Chi in questi anni sia stato avvinto dalla scrittura scintillante di Ricci potrà restare sorpreso da una stesura brusca, a sua volta rastremata dal gelo. Ma alla base di questa storia, spiccia e risoluta come la città che a suo modo celebra, c’è un’invenzione di stile non meno virtuosistica che in passato: la voce di chi dice «io», controfigura dell’Uomo del Sottosuolo dostoevskiano (allusiva la sua «vita di sotto», negli enfers dell’underground). L’«uomo della metropolitana» – della cui rispettabile vita «di sopra» poco o nulla sappiamo – non ostenta i rancori sobbollenti, la claustrofobia morale del suo avatar pietroburghese (o delle sue passate reincarnazioni: da Landolfi a Sartre, da Ernesto Sabato a Thomas Bernhard). È al contrario, in apparenza, uno soddisfatto di sé e del suo anticonformismo: che si esalta al confronto colle consumistiche smanie dei suoi concittadini, i loro sentimentalismi grossolani, le loro ridicole convenzioni. La sua abiezione è un «antidoto al Natale di Milano».

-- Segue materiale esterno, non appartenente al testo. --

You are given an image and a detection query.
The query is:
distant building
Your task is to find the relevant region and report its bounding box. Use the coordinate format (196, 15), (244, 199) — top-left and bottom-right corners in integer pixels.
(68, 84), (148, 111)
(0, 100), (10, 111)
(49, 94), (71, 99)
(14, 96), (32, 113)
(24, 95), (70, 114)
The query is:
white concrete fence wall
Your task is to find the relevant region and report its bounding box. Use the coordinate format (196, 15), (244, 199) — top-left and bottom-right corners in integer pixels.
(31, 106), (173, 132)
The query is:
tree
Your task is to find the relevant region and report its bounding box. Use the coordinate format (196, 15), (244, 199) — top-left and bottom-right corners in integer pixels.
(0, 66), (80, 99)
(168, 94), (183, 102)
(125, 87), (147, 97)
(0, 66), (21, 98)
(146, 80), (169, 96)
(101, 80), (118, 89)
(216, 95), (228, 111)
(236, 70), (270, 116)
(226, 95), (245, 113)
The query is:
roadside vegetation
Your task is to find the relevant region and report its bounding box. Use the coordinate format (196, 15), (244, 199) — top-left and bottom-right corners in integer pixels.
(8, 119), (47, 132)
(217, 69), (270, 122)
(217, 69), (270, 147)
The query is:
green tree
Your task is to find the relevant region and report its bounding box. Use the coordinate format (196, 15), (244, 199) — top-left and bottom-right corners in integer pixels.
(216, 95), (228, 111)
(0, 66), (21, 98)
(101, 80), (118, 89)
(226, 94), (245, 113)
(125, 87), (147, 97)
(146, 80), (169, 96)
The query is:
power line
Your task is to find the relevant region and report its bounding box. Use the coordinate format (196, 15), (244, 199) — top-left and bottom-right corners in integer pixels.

Ma, come sempre nelle storie di Ricci, incrina la solidità delle apparenze una linea scura, una febbre, un’ossessione. L’uomo della metropolitana tutti i giorni sprofonda nel suo abisso personale; in quei convogli costipati ogni volta è ipnotizzato da un volto, da un corpo; e quel volto idolatra, quel corpo insegue, sfiora, molesta. Non solo la sua mano è
morta, lo è tutto il suo essere: mentre «cerca di primeggiare nel degrado, eccellere nel disonore». E si sorprende di quanto spesso quelle donne non insorgano, non denuncino, non si sottraggano. Fino a quando s’imbatte in Martina, studentessa esile dalla «passività» che gli pare «solenne» e «divina». L’escalation della degradazione li trascinerà negli abissi come un vento infernale – «fino in fondo», lo esorta lei. In quel «loco d’ogni luce muto» scopriranno una disperazione muta e speculare. Viene allora in mente un altro spin off di Dostoevskij, Un amore di Buzzati (citato in esergo, e nel titolo): tanto meno rigoroso nella stesura quanto del pari vorticante nel «fisso delirio» per un idolo femminile dalla sacra laconicità, la giovanissima prostituta Laide (che «era autunno, era la disperazione, l’amore»). Anche lì, coprotagonista memorabile, Milano col suo «estenuato torpore». Se Buzzati ci dice troppo, Ricci ci dice il meno possibile. Ma è proprio così che, senza remissione, ci porta fino in fondo.